At the 65th annual edition of the Lindau Nobel Laureates Meetings, held from June 28-July 3 in Lindau, Germany, on the shores of Lake Constance, 65 laureates gathered with 650 young scientists from 88 countries for a week of lectures and discussion that included several calls to action.
Laureates Francoise Barré-Sinoussi and Peter Agre joined their voices in the call for expanded recognition and support of scientists in Africa. Laureate Richard Roberts urged his colleagues to reverse European opinion on GMO crops in order to facilitate their wider use in the developing world.
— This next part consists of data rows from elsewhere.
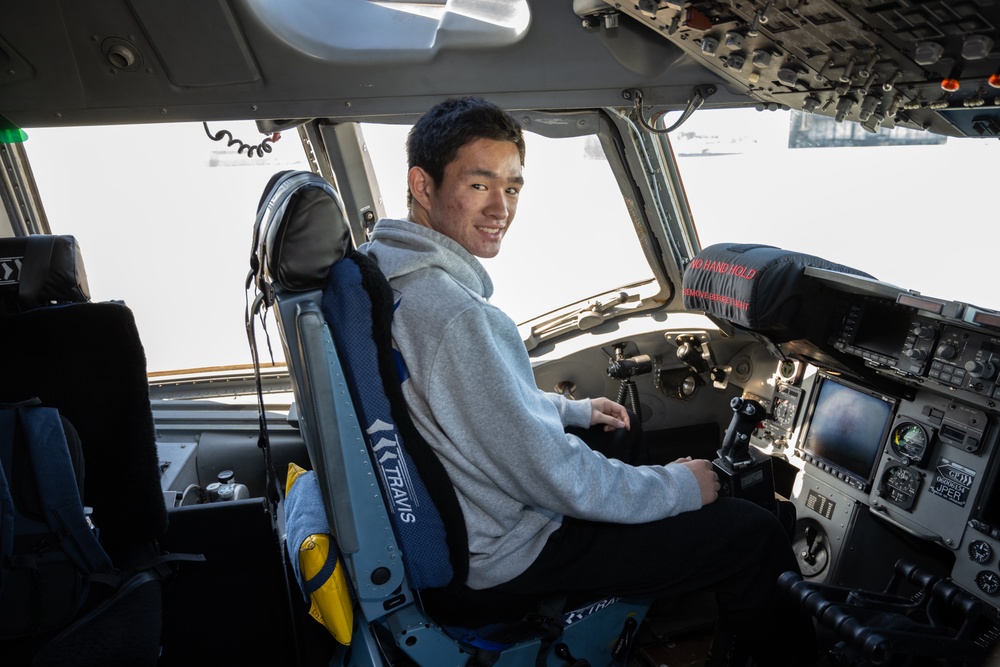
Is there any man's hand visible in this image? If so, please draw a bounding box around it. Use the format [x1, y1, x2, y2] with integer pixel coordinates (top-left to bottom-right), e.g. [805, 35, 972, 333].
[590, 396, 631, 431]
[674, 456, 722, 506]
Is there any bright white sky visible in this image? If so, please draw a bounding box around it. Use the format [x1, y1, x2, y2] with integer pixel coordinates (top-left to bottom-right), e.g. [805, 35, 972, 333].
[25, 110, 1000, 370]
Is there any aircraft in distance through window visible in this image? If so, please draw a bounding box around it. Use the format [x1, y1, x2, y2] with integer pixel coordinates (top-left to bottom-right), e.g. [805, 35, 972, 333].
[0, 0, 1000, 667]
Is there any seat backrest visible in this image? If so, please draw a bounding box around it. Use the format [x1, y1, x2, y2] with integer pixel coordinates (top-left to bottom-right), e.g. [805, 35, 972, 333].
[0, 235, 167, 558]
[0, 235, 167, 665]
[250, 172, 468, 621]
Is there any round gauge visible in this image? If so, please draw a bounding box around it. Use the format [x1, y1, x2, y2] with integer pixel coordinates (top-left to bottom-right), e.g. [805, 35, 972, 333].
[969, 540, 993, 565]
[889, 422, 927, 462]
[976, 570, 1000, 595]
[879, 466, 920, 509]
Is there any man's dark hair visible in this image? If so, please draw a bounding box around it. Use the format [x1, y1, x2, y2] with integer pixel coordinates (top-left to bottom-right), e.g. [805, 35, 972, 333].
[406, 97, 524, 202]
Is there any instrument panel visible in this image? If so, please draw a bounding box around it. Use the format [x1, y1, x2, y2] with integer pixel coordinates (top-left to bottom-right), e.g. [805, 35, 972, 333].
[755, 269, 1000, 619]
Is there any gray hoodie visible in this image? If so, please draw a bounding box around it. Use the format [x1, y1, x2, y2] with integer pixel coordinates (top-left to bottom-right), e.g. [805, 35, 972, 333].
[361, 220, 701, 589]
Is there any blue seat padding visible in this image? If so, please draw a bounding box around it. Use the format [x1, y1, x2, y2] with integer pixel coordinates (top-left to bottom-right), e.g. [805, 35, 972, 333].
[321, 251, 468, 590]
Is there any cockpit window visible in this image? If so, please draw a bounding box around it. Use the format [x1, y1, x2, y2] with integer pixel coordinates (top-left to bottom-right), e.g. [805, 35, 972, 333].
[667, 109, 1000, 309]
[24, 122, 309, 372]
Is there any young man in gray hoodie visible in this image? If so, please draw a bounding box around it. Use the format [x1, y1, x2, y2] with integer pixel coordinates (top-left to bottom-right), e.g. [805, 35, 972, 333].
[361, 98, 811, 665]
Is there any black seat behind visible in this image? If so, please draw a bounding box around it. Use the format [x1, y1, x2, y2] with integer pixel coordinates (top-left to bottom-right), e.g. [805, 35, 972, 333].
[0, 235, 167, 665]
And 2014 Peace Prize winner Kailash Satyarthi made an impassioned speech urging the attendees’ commitment to end the exploitation and enslavement of children and support their universal right to education.
But most prominent—and formal—was raised on the final day of the conference, held on nearby Mainau Island: a call to address climate change. 2011 Physics laureate Brian Schmidt introduced the Mainau Declaration 2015 on Climate Change, signed by 36 Nobel laureates, to the hundreds of laureates, scientists and other attendees. “Nearly 60 years ago, here on Mainau, a similar gathering of Nobel Laureates in science issued a declaration of the dangers inherent in the newly found technology of nuclear weapons—a technology derived from advances in basic science," he said. "We believe that our world today faces another threat of comparable magnitude.”
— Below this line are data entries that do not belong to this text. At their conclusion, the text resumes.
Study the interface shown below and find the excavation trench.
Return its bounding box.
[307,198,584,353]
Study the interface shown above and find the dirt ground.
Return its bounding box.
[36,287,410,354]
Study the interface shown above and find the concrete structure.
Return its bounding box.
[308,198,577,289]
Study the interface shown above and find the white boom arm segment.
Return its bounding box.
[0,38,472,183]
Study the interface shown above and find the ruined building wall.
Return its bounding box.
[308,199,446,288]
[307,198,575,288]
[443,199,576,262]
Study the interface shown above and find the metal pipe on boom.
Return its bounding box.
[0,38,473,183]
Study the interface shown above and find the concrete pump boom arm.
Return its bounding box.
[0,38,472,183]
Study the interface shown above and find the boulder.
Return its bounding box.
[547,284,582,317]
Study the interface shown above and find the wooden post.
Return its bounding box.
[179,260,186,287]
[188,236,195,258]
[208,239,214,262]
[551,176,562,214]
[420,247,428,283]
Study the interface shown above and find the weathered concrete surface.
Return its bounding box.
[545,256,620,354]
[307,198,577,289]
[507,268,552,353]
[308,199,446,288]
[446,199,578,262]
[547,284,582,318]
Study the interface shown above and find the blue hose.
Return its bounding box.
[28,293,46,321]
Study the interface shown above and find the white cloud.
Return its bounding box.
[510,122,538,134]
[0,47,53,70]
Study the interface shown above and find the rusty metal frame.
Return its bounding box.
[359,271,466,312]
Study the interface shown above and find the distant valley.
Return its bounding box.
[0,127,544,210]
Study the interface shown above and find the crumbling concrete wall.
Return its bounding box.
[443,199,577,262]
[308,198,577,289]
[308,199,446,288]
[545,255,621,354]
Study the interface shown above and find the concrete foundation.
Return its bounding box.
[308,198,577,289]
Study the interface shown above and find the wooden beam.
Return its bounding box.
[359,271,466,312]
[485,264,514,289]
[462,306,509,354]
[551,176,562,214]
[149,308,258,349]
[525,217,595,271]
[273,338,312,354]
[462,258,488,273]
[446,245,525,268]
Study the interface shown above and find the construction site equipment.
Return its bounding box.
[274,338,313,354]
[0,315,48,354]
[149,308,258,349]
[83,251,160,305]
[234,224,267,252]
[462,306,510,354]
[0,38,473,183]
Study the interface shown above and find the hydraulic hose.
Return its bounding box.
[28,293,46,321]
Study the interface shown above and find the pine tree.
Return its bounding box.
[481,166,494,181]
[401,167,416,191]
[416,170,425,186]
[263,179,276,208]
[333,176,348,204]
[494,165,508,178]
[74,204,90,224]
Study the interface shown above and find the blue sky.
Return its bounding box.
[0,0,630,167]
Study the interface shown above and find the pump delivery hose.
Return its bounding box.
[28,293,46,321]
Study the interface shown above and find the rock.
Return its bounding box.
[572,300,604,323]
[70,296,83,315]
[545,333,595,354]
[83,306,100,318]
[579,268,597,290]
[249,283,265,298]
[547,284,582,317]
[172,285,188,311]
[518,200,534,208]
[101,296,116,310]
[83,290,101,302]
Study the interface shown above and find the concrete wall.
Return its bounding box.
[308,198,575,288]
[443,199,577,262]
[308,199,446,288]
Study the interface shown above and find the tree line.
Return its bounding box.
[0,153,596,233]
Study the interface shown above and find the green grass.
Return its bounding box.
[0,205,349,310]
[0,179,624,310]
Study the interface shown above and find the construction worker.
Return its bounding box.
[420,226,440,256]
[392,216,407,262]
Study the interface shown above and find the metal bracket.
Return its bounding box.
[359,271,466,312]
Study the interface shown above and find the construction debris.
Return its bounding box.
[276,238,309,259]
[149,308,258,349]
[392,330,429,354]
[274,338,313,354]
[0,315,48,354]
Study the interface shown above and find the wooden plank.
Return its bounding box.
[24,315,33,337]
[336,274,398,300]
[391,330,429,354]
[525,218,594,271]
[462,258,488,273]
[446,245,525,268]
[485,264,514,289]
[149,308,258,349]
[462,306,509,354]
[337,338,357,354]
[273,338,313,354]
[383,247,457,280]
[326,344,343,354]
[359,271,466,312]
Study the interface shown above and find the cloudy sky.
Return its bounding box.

While Schmidt acknowledged that there were laureates who did not want to publicly express an opinion, he stated that “those of us who sign do so because we feel we have a moral-bound duty as a scientist on an issue that has such lasting consequences...We say this not as experts in the field of climate change, but rather as a diverse group of scientists who have a deep respect for and understanding of the integrity of the scientific process.”
Beyond being a statement of laureate concern and support, the Declaration was very squarely aimed at Paris. “We believe that the nations of the world must take the opportunity at the United Nations Climate Change Conference in Paris in December 2015 to take decisive action to limit future global emissions,” the declaration read. It was then ceremoniously signed onstage by the laureates to sustained applause.
After the ceremonies, the conference attendees returned by boat to Lindau to celebrate the finale of an extraordinary opportunity to spend a week with enough Nobel laureates to field seven baseball teams. Amid the farewells, there was discussion of the significance of the declaration as well as questions over not signing because one was not “an expert in the field,” a position in which the rest of the public also finds itself. One laureate, speaking off the record, explained, “As a citizen, I agree with the conclusion of the declaration, but to sign as a laureate makes me uncomfortable. I felt as a scientist, it would be like signing a research paper I didn’t write.”
As history-making as the declaration was, i t was perhaps ironic—or at least awkward—that even as Laureates called for unity, one of their own, Ivar Giaever, the 1973 Physics laureate, had used his lecture at Lindau to rehash a handful of well-worn and unrelated points often made by global warming deniers, including how money spent trying to understand, reverse or mitigate global warming would be better spent helping the poor. But it was roundly dismissed by scientists as intellectually lazy. As laureate Peter Doherty commented in a press conference on Lindau the day before the declaration, “All scientists are comfortable with skepticism. But the difference between skepticism and denial is that the skeptic engages. If you are a skeptic, you talk to other researchers, you look at the data. If you’re in denial, you simply reject everything that’s being published.”
What the scientists seemed to agree on was that they hoped that in addition to their remarkable week with the laureates, they had also been witness to a historic commitment.